The harpy fluttered her wings widely enough people on the either side ducked. “She took mine!”
“Come now,” Teagan Rey chided, “I’m sure you can think of another one.”
The harpy cawed. Everyone in the front rows flinched and leaned away.
In the back, Artemesia hugged herself. She’d heard what happened — she’d been nearby — when a harpy got too upset. She hoped those students would be okay.
The harpy pulled her wings in cleared her throat. “Infusions.”
“Very good, and using a broader definition too, I approve.”
“Artemisia, who had been about to say tea, suddenly felt rather glad she hadn’t been called on.
“All right,” Teagan Rey moved something on the desk and on the projector screen appeared three lines.
“Today,” Teagan Rey told them, “we are going to start with a very basic discussion of the spheres of magical use. And while this theory is widely accepted in academic circles, I am certain that every single one of you will encounter in your lifetimes, if you not have already encountered before now, at least one person who will say that this is rubbish. Can somebody give me a reason for that?” Most of the classroom is their hand; Artemisia swallowed a snicker as her mother’s voice complained in the back of her head. Rubbish was the least of it.
“Yes, you, eighth row, blue shirt.” Artemesia couldn’t tell anything else about the person answering except that he liked baseball hats and had a very nice tenor. “Is that because nobody knows?”
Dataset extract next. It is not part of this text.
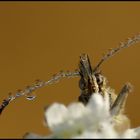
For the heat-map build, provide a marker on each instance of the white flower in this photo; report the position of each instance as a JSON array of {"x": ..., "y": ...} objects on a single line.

Half the class laughed nervously.
The lecturer smiled. “Very good, very good. The truth of the matter is not just that we are not entirely certain, but that some magics either by their use change the world and its underpinnings, or that by using magic you are changing your own impressions of the world, not just mentally but physically. That is, if you are prone to using teas and see magic through the lens of tea infusions, not only are you facing the ‘if all you have is a hammer, everything begins to look like a nail’ problem, but you have changed your own magic to work better through teas.”
The hall was quiet. Artemesia wrote down the words from the screen and stared at them.
She had a feeling she wasn’t going to be able to test out of this class.